— Чтоб тебя волки сожрали, — прошептал он и ушёл.
Далджа, которая уже описалась и проголодалась, жалобно закричала
ему вслед:
— Иглать, иглать!
Деревья подёрнулись серебром, и я закрыл глаза, чтобы открыть их
в тёмном зале, растянувшись на алтаре среди соломенных идолов. Надо
мной склонилось круглое личико, обрамлённое золотыми волосами, и
широко улыбнулось.
Что же с тобой произошло? Как ты выжила? Почему тебя превратили
в кошмарного идола, которому приносятся кровавые подношения?
— Кто-то играет, а кто-то воспринимает всё со звериной
серьёзностью, — пробормотал я.
— Решил подработать пупсом? — у колоннады материализовался Борис
и важно распушил хвост.
Судя по всему, он снова припёрся, чтобы поиздеваться и сотворить
какую-нибудь гадость, но в этот раз он кое-чего не рассчитал — дети
очень любят животных, но иногда их любовь весьма…
разрушительна.
— Киса! — радостно прокричала Далджа и попыталась поймать
Бориса.
БАХ!
Две ладошки сомкнулись на том месте, где только что сидел
котяра, но он телепортировался в дальний угол и с угрозой прошипел.
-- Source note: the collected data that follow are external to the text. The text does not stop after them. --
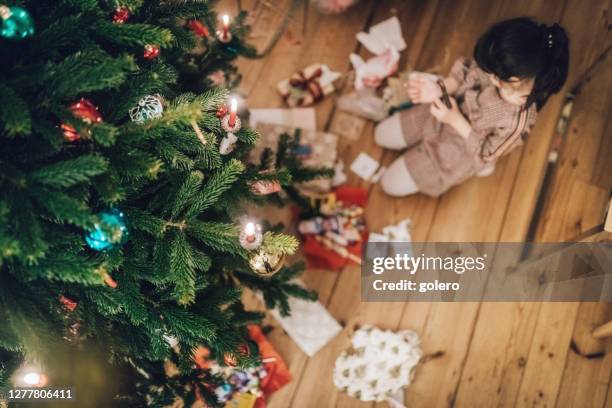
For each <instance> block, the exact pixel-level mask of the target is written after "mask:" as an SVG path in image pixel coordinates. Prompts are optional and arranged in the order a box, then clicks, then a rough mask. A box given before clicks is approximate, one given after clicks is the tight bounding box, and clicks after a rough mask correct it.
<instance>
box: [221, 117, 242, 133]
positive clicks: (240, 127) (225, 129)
mask: <svg viewBox="0 0 612 408" xmlns="http://www.w3.org/2000/svg"><path fill="white" fill-rule="evenodd" d="M229 118H230V114H229V113H228V114H227V115H225V116H224V117H223V119H222V120H221V127H222V128H223V130H225V131H226V132H228V133H236V132H237V131H239V130H240V128H241V127H242V122H241V121H240V118H239V117H238V116H237V115H236V120H235V121H234V126H233V127H232V126H230V124H229Z"/></svg>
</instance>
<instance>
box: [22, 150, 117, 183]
mask: <svg viewBox="0 0 612 408" xmlns="http://www.w3.org/2000/svg"><path fill="white" fill-rule="evenodd" d="M107 169H108V162H107V161H106V159H104V157H102V156H100V155H97V154H89V155H82V156H78V157H76V158H74V159H71V160H65V161H61V162H57V163H54V164H51V165H49V166H46V167H43V168H40V169H38V170H36V171H34V172H32V173H30V176H29V179H30V181H32V182H34V183H38V184H43V185H46V186H49V187H55V188H66V187H71V186H73V185H75V184H78V183H84V182H89V181H90V179H91V178H92V177H94V176H97V175H99V174H102V173H104V172H105V171H106V170H107Z"/></svg>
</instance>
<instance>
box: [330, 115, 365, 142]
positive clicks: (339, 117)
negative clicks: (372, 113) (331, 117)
mask: <svg viewBox="0 0 612 408" xmlns="http://www.w3.org/2000/svg"><path fill="white" fill-rule="evenodd" d="M365 123H366V121H365V119H362V118H360V117H358V116H355V115H351V114H350V113H347V112H342V111H339V112H338V113H336V114H335V115H334V119H333V121H332V124H331V128H330V132H331V133H335V134H337V135H339V136H342V137H345V138H347V139H348V140H352V141H357V140H359V138H360V137H361V134H362V133H363V128H364V127H365Z"/></svg>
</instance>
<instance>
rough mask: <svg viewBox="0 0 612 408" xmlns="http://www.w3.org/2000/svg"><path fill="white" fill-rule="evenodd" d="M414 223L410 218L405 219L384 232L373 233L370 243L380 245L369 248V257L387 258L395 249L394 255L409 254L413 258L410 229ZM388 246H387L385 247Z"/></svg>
mask: <svg viewBox="0 0 612 408" xmlns="http://www.w3.org/2000/svg"><path fill="white" fill-rule="evenodd" d="M411 226H412V221H411V220H410V218H405V219H403V220H401V221H400V222H398V223H397V224H394V225H388V226H386V227H384V228H383V229H382V232H380V233H378V232H371V233H370V235H369V237H368V242H376V243H379V244H378V245H369V246H368V257H369V258H376V257H386V256H388V255H389V253H390V251H389V250H390V249H393V251H392V252H391V253H392V254H407V255H408V256H412V245H411V242H412V235H411V234H410V228H411ZM385 244H386V245H385Z"/></svg>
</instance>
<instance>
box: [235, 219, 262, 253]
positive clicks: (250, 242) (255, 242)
mask: <svg viewBox="0 0 612 408" xmlns="http://www.w3.org/2000/svg"><path fill="white" fill-rule="evenodd" d="M238 241H239V242H240V245H242V247H243V248H244V249H248V250H253V249H257V248H259V247H260V246H261V243H262V242H263V233H262V232H261V225H259V224H255V223H253V222H247V223H246V225H245V226H244V228H243V229H242V231H240V235H239V236H238Z"/></svg>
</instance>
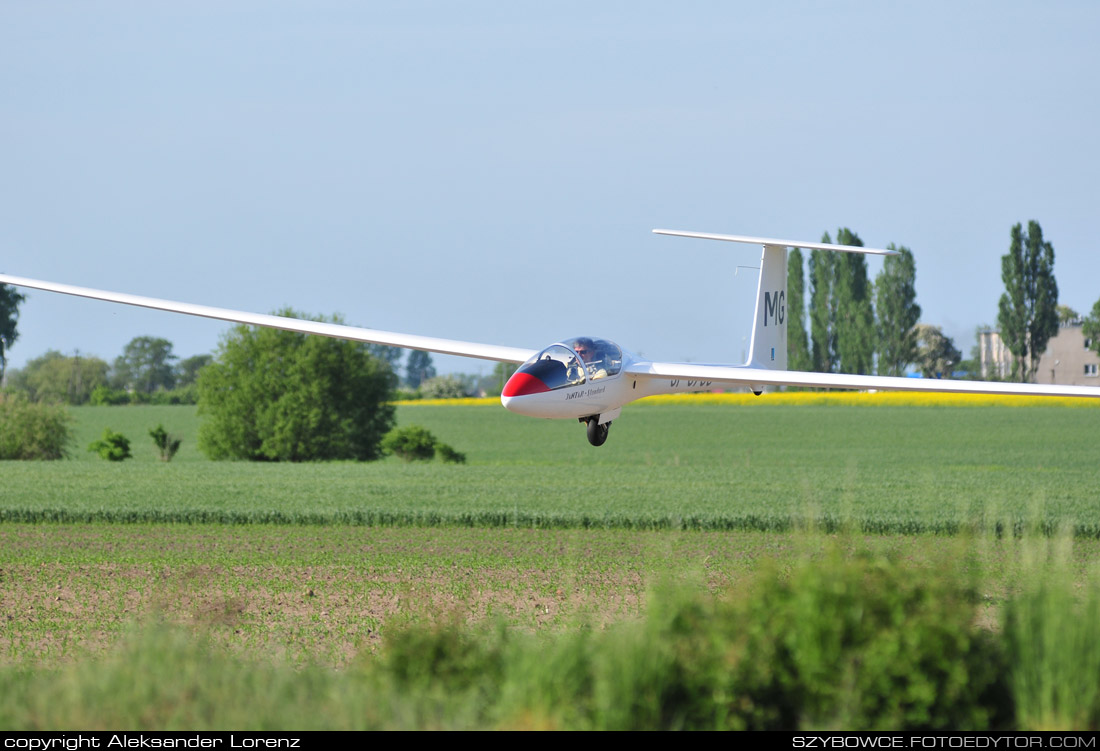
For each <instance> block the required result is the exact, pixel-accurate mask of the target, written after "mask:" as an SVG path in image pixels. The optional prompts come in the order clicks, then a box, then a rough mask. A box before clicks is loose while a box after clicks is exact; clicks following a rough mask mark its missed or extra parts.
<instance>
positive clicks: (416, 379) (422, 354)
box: [405, 350, 436, 388]
mask: <svg viewBox="0 0 1100 751" xmlns="http://www.w3.org/2000/svg"><path fill="white" fill-rule="evenodd" d="M434 377H436V366H434V365H432V364H431V355H430V354H428V353H427V352H421V351H420V350H412V352H410V353H409V358H408V362H407V363H406V364H405V383H407V384H408V385H409V387H410V388H420V384H421V383H423V382H425V380H428V379H429V378H434Z"/></svg>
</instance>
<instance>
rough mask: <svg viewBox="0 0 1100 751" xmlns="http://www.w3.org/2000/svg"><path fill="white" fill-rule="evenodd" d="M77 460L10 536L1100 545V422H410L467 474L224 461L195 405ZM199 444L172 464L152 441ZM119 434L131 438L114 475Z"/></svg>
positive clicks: (29, 485)
mask: <svg viewBox="0 0 1100 751" xmlns="http://www.w3.org/2000/svg"><path fill="white" fill-rule="evenodd" d="M75 411H76V415H77V430H76V433H77V440H76V442H75V446H76V448H75V450H74V451H73V459H72V460H70V461H65V462H55V463H34V462H10V463H7V464H5V465H4V466H3V474H4V483H3V488H2V490H0V520H4V521H32V522H33V521H42V520H56V521H97V520H101V521H149V522H204V521H209V522H230V523H241V522H294V523H367V524H460V526H477V527H538V528H592V527H595V528H618V529H680V528H686V529H712V530H733V529H740V530H783V529H789V528H791V526H792V523H799V522H800V521H801V520H804V519H807V518H810V519H814V520H816V521H817V522H820V523H825V524H826V526H829V527H837V526H845V524H848V526H855V527H856V528H857V529H861V530H865V531H873V532H902V533H916V532H953V531H956V530H958V529H959V528H960V527H966V526H967V524H971V523H978V524H985V526H992V524H1005V523H1007V524H1015V526H1021V524H1032V526H1040V527H1043V528H1044V529H1046V530H1047V531H1052V530H1054V529H1055V528H1057V527H1059V526H1069V527H1070V528H1073V529H1074V531H1075V532H1076V533H1077V534H1078V535H1081V537H1098V535H1100V497H1098V495H1097V493H1096V487H1097V479H1098V475H1100V472H1098V470H1097V466H1098V462H1097V454H1096V438H1095V437H1096V431H1097V423H1098V421H1100V410H1097V409H1067V408H1062V407H1029V408H998V407H992V408H983V407H977V408H969V407H928V408H914V407H900V406H899V407H895V406H883V407H877V408H873V409H865V408H858V407H855V408H853V407H834V406H827V405H810V406H800V407H792V406H785V405H778V406H768V405H760V406H753V407H751V408H740V407H737V406H720V405H719V406H715V405H706V404H692V402H685V404H684V402H673V404H663V405H653V406H650V405H645V404H642V405H637V406H632V407H631V408H629V409H628V410H626V411H625V413H624V417H623V418H621V419H620V420H617V421H616V423H615V426H614V427H613V429H612V435H610V439H609V440H608V442H607V444H606V445H605V446H603V448H601V449H593V448H592V446H590V445H587V443H586V441H585V440H584V434H583V430H582V428H581V427H580V426H577V424H575V423H569V422H558V421H540V420H531V419H528V418H521V417H517V416H514V415H511V413H509V412H507V411H505V410H503V409H499V408H492V407H485V406H469V407H444V406H419V405H417V406H401V407H400V408H399V412H398V419H399V422H400V423H403V424H407V423H410V422H416V423H419V424H423V426H425V427H427V428H428V429H429V430H431V431H432V432H434V433H436V434H437V435H438V437H439V438H440V439H441V440H443V441H445V442H448V443H450V444H451V445H453V446H455V448H456V449H458V450H460V451H463V452H465V453H466V454H467V457H469V464H466V465H462V466H454V465H443V464H440V463H438V462H437V463H430V464H419V463H411V464H405V463H403V462H400V461H398V460H396V459H388V460H385V461H383V462H376V463H370V464H355V463H329V464H297V465H293V464H249V463H239V462H208V461H206V460H205V459H204V457H202V456H201V454H200V453H199V452H198V451H197V448H196V440H195V434H196V430H197V424H198V422H197V419H198V418H197V417H196V416H195V413H194V409H193V408H189V407H123V408H83V409H78V410H75ZM158 422H163V423H164V426H165V427H166V428H167V429H168V430H169V431H171V432H178V433H180V434H183V435H184V444H183V448H182V449H180V453H179V455H178V456H177V459H176V460H175V461H174V462H172V463H171V464H165V463H163V462H160V461H158V460H157V459H156V454H155V451H154V448H153V444H152V440H151V439H149V438H147V431H149V429H150V428H152V427H153V426H155V424H156V423H158ZM105 427H111V428H112V429H114V430H117V431H121V432H123V433H124V434H127V435H129V437H130V438H131V439H132V440H133V444H134V454H135V459H134V460H132V461H128V462H124V463H122V464H111V463H108V462H105V461H102V460H100V459H98V457H97V456H96V455H94V454H91V453H89V452H87V451H85V450H84V446H86V445H87V443H88V442H90V441H91V440H92V439H94V438H96V437H98V435H99V434H100V433H101V432H102V429H103V428H105Z"/></svg>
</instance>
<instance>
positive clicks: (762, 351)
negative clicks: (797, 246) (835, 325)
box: [746, 245, 787, 371]
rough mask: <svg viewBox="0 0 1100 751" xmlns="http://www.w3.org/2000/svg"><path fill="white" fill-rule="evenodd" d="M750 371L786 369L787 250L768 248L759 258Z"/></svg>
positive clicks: (751, 349)
mask: <svg viewBox="0 0 1100 751" xmlns="http://www.w3.org/2000/svg"><path fill="white" fill-rule="evenodd" d="M746 365H748V366H749V367H760V368H767V369H769V371H785V369H787V246H785V245H764V246H763V255H762V256H760V281H759V284H758V286H757V305H756V313H755V316H753V318H752V340H751V343H750V344H749V360H748V362H747V363H746Z"/></svg>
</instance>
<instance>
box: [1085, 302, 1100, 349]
mask: <svg viewBox="0 0 1100 751" xmlns="http://www.w3.org/2000/svg"><path fill="white" fill-rule="evenodd" d="M1081 331H1082V333H1084V334H1085V338H1086V339H1088V340H1090V341H1089V349H1090V350H1092V351H1093V352H1096V353H1097V354H1100V300H1097V301H1096V305H1093V306H1092V312H1091V313H1089V317H1088V318H1086V319H1085V324H1084V325H1082V327H1081Z"/></svg>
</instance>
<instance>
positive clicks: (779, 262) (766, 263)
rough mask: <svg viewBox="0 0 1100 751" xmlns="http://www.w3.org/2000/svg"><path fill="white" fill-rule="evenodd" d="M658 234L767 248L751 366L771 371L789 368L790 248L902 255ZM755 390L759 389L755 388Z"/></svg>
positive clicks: (709, 234)
mask: <svg viewBox="0 0 1100 751" xmlns="http://www.w3.org/2000/svg"><path fill="white" fill-rule="evenodd" d="M653 232H654V233H656V234H671V235H675V236H680V238H698V239H701V240H722V241H725V242H731V243H746V244H749V245H763V255H762V256H761V258H760V286H759V287H757V306H756V314H755V317H753V320H752V343H751V344H750V345H749V361H748V362H747V363H746V365H747V366H749V367H759V368H767V369H769V371H785V369H787V249H788V247H803V249H806V250H811V251H814V250H817V251H833V252H837V253H862V254H865V255H898V251H884V250H881V249H876V247H858V246H853V245H834V244H832V243H805V242H798V241H792V240H772V239H769V238H750V236H748V235H741V234H714V233H712V232H684V231H683V230H653ZM753 390H756V389H755V388H753Z"/></svg>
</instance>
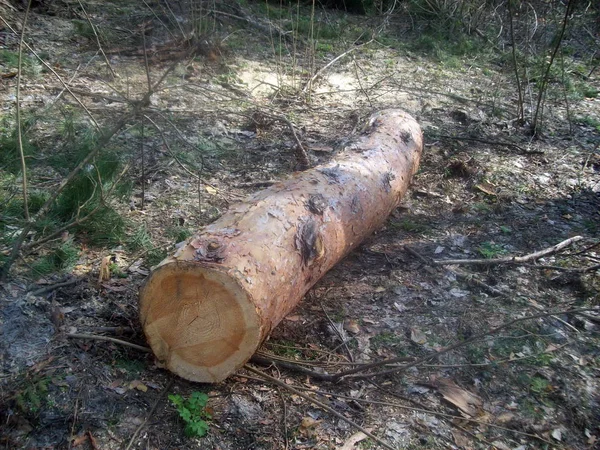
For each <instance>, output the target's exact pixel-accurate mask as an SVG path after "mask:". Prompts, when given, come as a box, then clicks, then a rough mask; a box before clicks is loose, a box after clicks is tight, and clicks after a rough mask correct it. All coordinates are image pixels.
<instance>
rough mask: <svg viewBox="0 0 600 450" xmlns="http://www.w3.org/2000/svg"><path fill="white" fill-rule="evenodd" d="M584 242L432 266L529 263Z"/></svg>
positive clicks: (559, 245)
mask: <svg viewBox="0 0 600 450" xmlns="http://www.w3.org/2000/svg"><path fill="white" fill-rule="evenodd" d="M581 240H583V237H582V236H573V237H572V238H569V239H565V240H564V241H562V242H559V243H558V244H556V245H554V246H552V247H548V248H545V249H543V250H540V251H538V252H535V253H529V254H528V255H524V256H508V257H506V258H491V259H443V260H442V259H437V260H433V261H431V264H433V265H436V266H449V265H450V266H451V265H458V264H477V265H483V266H493V265H496V264H519V263H524V262H529V261H535V260H536V259H539V258H543V257H544V256H548V255H553V254H554V253H558V252H560V251H561V250H562V249H564V248H565V247H568V246H569V245H571V244H574V243H575V242H578V241H581Z"/></svg>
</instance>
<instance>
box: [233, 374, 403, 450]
mask: <svg viewBox="0 0 600 450" xmlns="http://www.w3.org/2000/svg"><path fill="white" fill-rule="evenodd" d="M244 369H246V370H248V371H250V372H252V373H254V374H256V375H258V376H259V377H262V378H263V379H265V380H267V381H269V382H271V383H273V384H275V385H276V386H279V387H281V388H283V389H287V390H288V391H290V392H292V393H294V394H296V395H297V396H299V397H302V398H303V399H305V400H307V401H309V402H311V403H312V404H314V405H316V406H318V407H320V408H323V409H324V410H325V411H327V412H329V413H330V414H333V415H334V416H336V417H337V418H339V419H341V420H343V421H344V422H346V423H347V424H349V425H352V426H353V427H354V428H356V429H357V430H359V431H362V432H363V433H365V434H366V435H367V436H369V437H370V438H371V439H373V440H374V441H375V442H377V443H378V444H379V445H381V446H383V447H385V448H387V449H388V450H395V449H394V447H392V446H391V445H390V444H388V443H387V442H385V441H384V440H382V439H380V438H378V437H377V436H375V435H374V434H372V433H371V432H369V431H367V430H366V429H365V428H364V427H362V426H361V425H359V424H357V423H356V422H354V421H352V420H350V419H348V418H347V417H346V416H344V415H343V414H340V413H339V412H337V411H336V410H335V409H333V408H331V407H330V406H327V405H326V404H324V403H322V402H320V401H318V400H315V399H314V398H311V397H310V396H308V395H306V394H304V393H303V392H301V391H299V390H297V389H295V388H293V387H291V386H288V385H287V384H285V383H284V382H283V381H281V380H278V379H277V378H275V377H272V376H270V375H267V374H266V373H264V372H263V371H261V370H258V369H255V368H254V367H252V366H250V365H248V364H246V365H244Z"/></svg>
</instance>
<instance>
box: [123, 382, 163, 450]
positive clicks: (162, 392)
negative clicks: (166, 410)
mask: <svg viewBox="0 0 600 450" xmlns="http://www.w3.org/2000/svg"><path fill="white" fill-rule="evenodd" d="M171 386H173V378H171V379H170V380H169V382H168V383H167V385H166V386H165V388H164V389H163V391H162V393H161V394H160V395H159V396H158V398H157V399H156V401H155V402H154V405H152V408H150V411H149V412H148V414H147V415H146V417H145V418H144V421H143V422H142V423H141V424H140V426H139V427H137V428H136V430H135V432H134V433H133V435H132V436H131V439H130V440H129V444H127V447H126V448H125V450H129V449H130V448H131V446H132V445H133V442H134V441H135V439H136V438H137V435H138V434H140V431H142V429H143V428H144V427H145V426H146V424H147V423H148V419H149V418H150V417H154V411H156V408H157V407H158V404H159V403H160V402H161V400H162V399H163V398H164V397H165V395H166V394H167V392H169V390H171Z"/></svg>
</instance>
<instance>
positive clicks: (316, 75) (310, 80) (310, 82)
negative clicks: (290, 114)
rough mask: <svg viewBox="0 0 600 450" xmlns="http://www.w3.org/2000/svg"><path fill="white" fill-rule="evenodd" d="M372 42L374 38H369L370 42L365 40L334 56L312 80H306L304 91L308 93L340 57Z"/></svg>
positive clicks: (337, 61) (343, 56)
mask: <svg viewBox="0 0 600 450" xmlns="http://www.w3.org/2000/svg"><path fill="white" fill-rule="evenodd" d="M371 42H373V39H371V40H369V41H368V42H365V43H363V44H360V45H357V46H356V47H352V48H351V49H350V50H346V51H345V52H343V53H341V54H339V55H338V56H336V57H335V58H333V59H332V60H331V61H329V62H328V63H327V64H325V65H324V66H323V67H321V68H320V69H319V70H318V71H317V73H315V74H314V75H313V76H312V77H311V78H310V80H308V81H307V82H306V84H305V85H304V88H302V92H303V93H306V92H307V91H309V90H311V89H312V86H313V83H314V82H315V81H317V80H318V79H319V78H320V77H321V76H323V74H324V73H325V71H326V70H327V69H329V68H330V67H331V66H333V65H334V64H335V63H336V62H338V61H339V60H340V59H342V58H343V57H345V56H348V55H349V54H350V53H352V52H354V51H356V50H359V49H360V48H362V47H364V46H366V45H368V44H370V43H371Z"/></svg>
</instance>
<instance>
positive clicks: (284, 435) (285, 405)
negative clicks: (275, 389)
mask: <svg viewBox="0 0 600 450" xmlns="http://www.w3.org/2000/svg"><path fill="white" fill-rule="evenodd" d="M277 392H279V396H280V397H281V404H282V407H283V440H284V442H285V447H284V450H288V448H289V446H290V442H289V439H288V437H287V405H286V403H285V397H284V396H283V392H281V389H279V388H277Z"/></svg>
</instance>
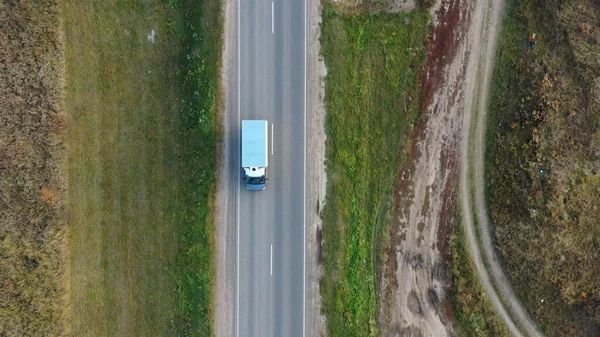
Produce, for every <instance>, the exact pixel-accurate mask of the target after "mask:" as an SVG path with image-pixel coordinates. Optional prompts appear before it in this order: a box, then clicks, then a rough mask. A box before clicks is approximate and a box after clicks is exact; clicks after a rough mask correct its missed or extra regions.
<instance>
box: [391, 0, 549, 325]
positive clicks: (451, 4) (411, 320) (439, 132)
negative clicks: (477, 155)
mask: <svg viewBox="0 0 600 337" xmlns="http://www.w3.org/2000/svg"><path fill="white" fill-rule="evenodd" d="M500 14H501V1H484V0H478V1H464V0H462V1H461V0H444V1H438V2H437V3H436V4H435V6H434V7H433V8H432V22H433V29H432V37H431V38H432V39H431V41H430V42H429V44H428V46H427V52H428V57H429V61H428V62H429V63H428V65H427V67H426V70H425V78H424V80H423V84H422V85H423V86H424V88H423V89H424V94H425V97H426V100H425V103H424V104H425V108H426V110H425V111H426V113H425V122H423V123H421V124H420V125H417V126H416V127H415V130H416V131H415V135H414V140H415V143H414V144H413V149H412V154H413V158H414V162H413V167H412V168H411V169H410V170H409V171H407V172H401V175H400V178H399V179H401V183H402V187H401V188H400V190H399V191H397V196H396V199H397V200H399V202H398V203H397V205H396V209H397V211H396V219H394V220H396V223H397V226H396V227H395V230H396V232H395V233H392V243H394V244H396V247H395V248H396V250H395V251H392V252H388V263H387V264H386V269H385V270H384V275H386V277H384V278H383V281H382V282H383V284H382V294H383V298H384V300H383V302H382V307H381V310H380V317H379V319H380V323H382V330H383V331H382V332H383V336H432V337H434V336H435V337H442V336H453V329H452V321H451V320H450V319H449V318H448V317H449V316H448V314H449V313H448V312H446V310H445V306H446V305H447V301H446V300H445V293H446V287H447V285H448V281H449V280H448V279H447V276H446V272H445V265H444V256H443V254H444V253H447V252H448V247H447V245H448V236H447V235H448V221H450V216H451V214H450V213H451V210H452V207H453V205H452V202H453V200H454V199H453V198H452V195H453V191H454V190H455V188H454V187H455V184H456V179H457V177H458V176H457V173H458V172H457V169H458V167H461V191H463V190H462V187H463V186H462V185H463V184H466V175H463V173H464V172H463V171H465V167H466V164H467V157H468V156H467V148H468V146H467V145H466V144H467V143H468V139H469V134H468V131H469V123H468V122H470V121H471V119H472V116H471V112H472V110H473V109H472V107H473V104H474V102H476V99H478V100H479V101H478V103H479V104H480V107H484V106H485V99H486V98H485V97H484V96H483V95H478V93H479V92H486V93H487V90H488V86H487V82H488V81H489V70H490V69H491V65H492V60H493V55H494V46H495V40H496V38H497V35H498V34H497V29H498V25H499V17H500ZM482 70H484V71H482ZM482 76H483V77H482ZM484 84H485V85H484ZM481 100H483V101H481ZM482 125H483V124H481V130H482V129H483V126H482ZM481 130H480V132H482V131H481ZM464 131H466V132H464ZM479 144H481V139H480V140H479ZM479 148H481V146H479ZM459 154H460V155H459ZM478 155H479V157H481V153H478ZM480 159H481V158H480ZM459 160H460V162H459ZM457 164H458V165H457ZM477 165H478V166H479V167H478V168H479V171H481V170H482V166H483V163H482V162H481V160H480V162H478V163H477ZM478 181H479V184H480V185H478V187H480V189H478V192H480V198H483V192H482V191H483V180H482V175H481V176H479V179H478ZM465 195H466V194H465V193H462V192H461V196H462V197H463V199H464V197H465ZM467 200H468V199H467ZM478 207H480V208H481V209H485V207H484V205H483V203H481V204H480V205H479V204H478ZM488 234H489V232H488ZM469 235H470V237H469V240H468V241H469V242H470V243H471V242H474V234H473V231H472V230H471V231H469ZM489 251H491V252H492V253H493V249H492V246H491V243H490V244H489V247H486V252H488V253H489ZM472 253H474V254H476V257H477V258H476V259H475V260H476V261H479V262H481V257H480V256H479V255H480V252H479V251H472ZM494 262H495V266H494V270H495V269H497V273H498V274H497V276H499V275H502V271H501V269H500V265H499V264H498V261H497V260H496V261H494ZM477 267H478V271H480V273H483V274H482V282H483V284H484V286H485V289H486V291H488V292H490V299H491V300H492V302H494V306H495V307H496V308H497V310H498V311H499V313H500V314H501V317H502V318H503V320H504V321H505V322H506V323H507V324H508V326H509V327H511V326H512V328H511V332H512V333H513V335H515V336H521V334H520V333H519V330H518V329H516V328H515V324H514V323H513V322H512V320H511V317H510V316H509V315H508V314H506V310H504V308H503V307H502V303H501V302H500V300H499V298H498V296H497V294H495V292H494V288H493V287H492V286H491V284H490V280H489V278H488V277H487V274H485V270H484V269H483V264H481V263H479V264H478V265H477ZM392 276H393V277H392ZM499 284H501V285H503V286H504V287H508V286H507V284H508V283H507V282H506V278H503V279H502V278H500V283H499ZM503 295H512V297H508V298H509V299H511V300H510V304H511V306H512V307H513V312H514V313H515V314H516V316H517V317H526V315H524V313H525V312H524V311H519V310H515V308H517V309H518V307H519V305H518V301H517V300H516V298H514V294H509V293H503ZM385 298H391V300H387V301H386V300H385ZM522 322H523V323H524V324H525V325H527V323H530V322H528V321H527V319H525V320H522ZM531 326H533V325H531ZM527 330H528V331H529V332H530V334H531V335H532V336H538V335H537V334H535V333H534V332H535V330H529V329H527Z"/></svg>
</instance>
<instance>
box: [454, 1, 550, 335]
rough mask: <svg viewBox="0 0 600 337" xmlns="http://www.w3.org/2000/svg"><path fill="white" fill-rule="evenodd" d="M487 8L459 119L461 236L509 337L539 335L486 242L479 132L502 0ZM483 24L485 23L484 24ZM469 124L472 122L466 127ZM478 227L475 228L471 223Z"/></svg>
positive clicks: (501, 8) (492, 3) (483, 111)
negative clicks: (475, 76)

Однако, Далджа не собиралась сдаваться. Она ползала по залу и
упорно пыталась поймать Бориса. Бран и его охранники спрятались за
одной из нелепых статуй, оттащив туда же и Квиннеля.
Борис телепортировался с одного места в другое, улепётывая от
девчонки, но в какой-то момент у него, судя по всему, закончились
силы. Иначе как объяснить, что он стал тупо убегать от Далджи,
петляя между колоннами?
А вот охотнички, кажется, совсем обезумели от страха, но вместо
того, чтобы сбежать, они бросились в атаку с мечами наперевес. Пока
Далджа гонялась за Борисом, свихнувшиеся охотники напали на неё
сзади — ударили по ногам, воткнули мечи по самые рукояти.
Раздался громкий плач.
Далджа, вытирая слёзы, вытащила мечи, как зубочистки, и
прихлопнула всех трёх охотников. Брызнула кровь, от бедолаг
остались три тёмно-алых пятна, в которых белели осколки костей.
Раны на ноге девочки начали стремительно заживать, их края едва
заметно светились серебром.
— Невозможно! — у Брана глаза на лоб полезли. — Это… Это…
— Это возможность спасти Квиннеля, — процедил я и поднял
однорукого рыцаря. Его грудь едва-едва вздымалась, он был белее
снега. Когда Далджа успокоилась и перестала рыдать, я осторожно
положил Квиннеля перед ней и спросил: — Ты можешь его вылечить?